As the U.S. recovers from the pandemic, the country’s economic growth will be uneven and take time, the White House’s chief economist said Friday, acknowledging that recent job and retail reports came in below some expectations.


What You Need To Know

  • Council of Economic Advisers Chair Cecilia Rouse provided an update on the economy from the White House briefing room Friday

  • Rouse said the U.S. was making progress but that a full recovery would take time and look uneven in the coming months

  • The CEA chair pointed to Friday's underwhelming retail sales report but urged Americans to focus on overall trends instead of month-to-month reports

  • Retail sales remained stagnant from March to April, although the report doesn't account for services like salons and hotels

Despite the country’s progress in curbing the virus, the economic outlook isn’t a straight line, Cecilia Rouse, chair of the Council of Economic Advisers, said from the briefing room.

 

“We are in the midst of restarting this economy in earnest, and we are making good progress in doing so,” Rouse said. “However, we must keep in mind that an economy will not heal instantaneously.”

Rouse spoke after a report released Friday on retail sales for the month of April showed no improvement from March, as stimulus spending slowed but also one day after the number of weekly unemployment claims dropped to a new pandemic low of 473,000.

“At moments like this, it is important to focus on trends and not month-to-month or week-to-week oscillations,” she explained.

Rouse said that federal aid was still needed while businesses continue to bounce back and people look for jobs, admitting that some industries were still having trouble finding enough workers.

“We know that the mismatch between different parts of the economy will show up in unexpected ways until the economy more fully recovers,” she said. “As the president urged earlier this week, we must be patient.”

Consumer spending, which makes up two-thirds of all economic activity in the U.S., is closely monitored by economists to gauge the nation’s economic health.

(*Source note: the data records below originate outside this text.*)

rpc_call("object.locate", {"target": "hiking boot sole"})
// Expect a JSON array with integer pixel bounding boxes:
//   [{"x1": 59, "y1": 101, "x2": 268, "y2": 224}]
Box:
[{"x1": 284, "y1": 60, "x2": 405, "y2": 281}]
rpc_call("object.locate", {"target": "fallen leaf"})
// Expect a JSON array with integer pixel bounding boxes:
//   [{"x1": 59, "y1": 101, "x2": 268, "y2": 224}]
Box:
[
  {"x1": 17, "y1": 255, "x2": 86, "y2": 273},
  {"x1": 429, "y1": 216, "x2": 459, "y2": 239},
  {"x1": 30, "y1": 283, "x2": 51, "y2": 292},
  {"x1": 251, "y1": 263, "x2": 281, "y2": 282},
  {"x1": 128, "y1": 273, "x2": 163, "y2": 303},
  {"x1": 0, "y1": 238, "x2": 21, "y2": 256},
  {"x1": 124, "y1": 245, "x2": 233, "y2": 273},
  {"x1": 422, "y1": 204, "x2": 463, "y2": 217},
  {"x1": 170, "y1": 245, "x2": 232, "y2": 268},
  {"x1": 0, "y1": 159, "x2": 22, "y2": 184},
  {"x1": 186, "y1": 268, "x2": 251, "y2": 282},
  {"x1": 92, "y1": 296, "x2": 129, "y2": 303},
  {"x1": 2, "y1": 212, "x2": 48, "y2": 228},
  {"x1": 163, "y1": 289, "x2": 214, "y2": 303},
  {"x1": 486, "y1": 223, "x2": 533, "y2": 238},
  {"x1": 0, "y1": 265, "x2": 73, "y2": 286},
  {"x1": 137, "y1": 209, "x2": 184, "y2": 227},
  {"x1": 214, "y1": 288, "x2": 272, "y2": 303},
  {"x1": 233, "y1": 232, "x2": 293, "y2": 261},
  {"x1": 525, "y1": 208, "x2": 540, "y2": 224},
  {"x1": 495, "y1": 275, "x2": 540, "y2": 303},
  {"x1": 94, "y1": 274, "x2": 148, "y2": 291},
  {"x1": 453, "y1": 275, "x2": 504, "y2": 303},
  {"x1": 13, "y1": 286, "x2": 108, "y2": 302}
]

Friday’s retail report covers a third of all consumer spending, but doesn’t include services, like hotel stays or haircuts.

The report on Friday suggests Americans were heading out last month to eat instead of shop. Sales at restaurants and bars rose 3%. But sales fell at stores that sell clothing, sporting goods and furniture.

Rouse also pointed to the example of airline ticket prices, which increased by 10% in April but were still 20% below pre-pandemic levels.

“There's going to be some choppiness,” she said.

After last Friday’s jobs report showed a lower number of jobs added to the economy than anticipated, Secretary of Labor Marty Walsh echoed that sentiment in an interview with Spectrum News, saying that school reopenings and vaccinations would help get people back to work over the next few months.

“As long as we can continue to see the pandemic numbers go down and see the job numbers go up, we're gonna see our economy strengthen,” he said.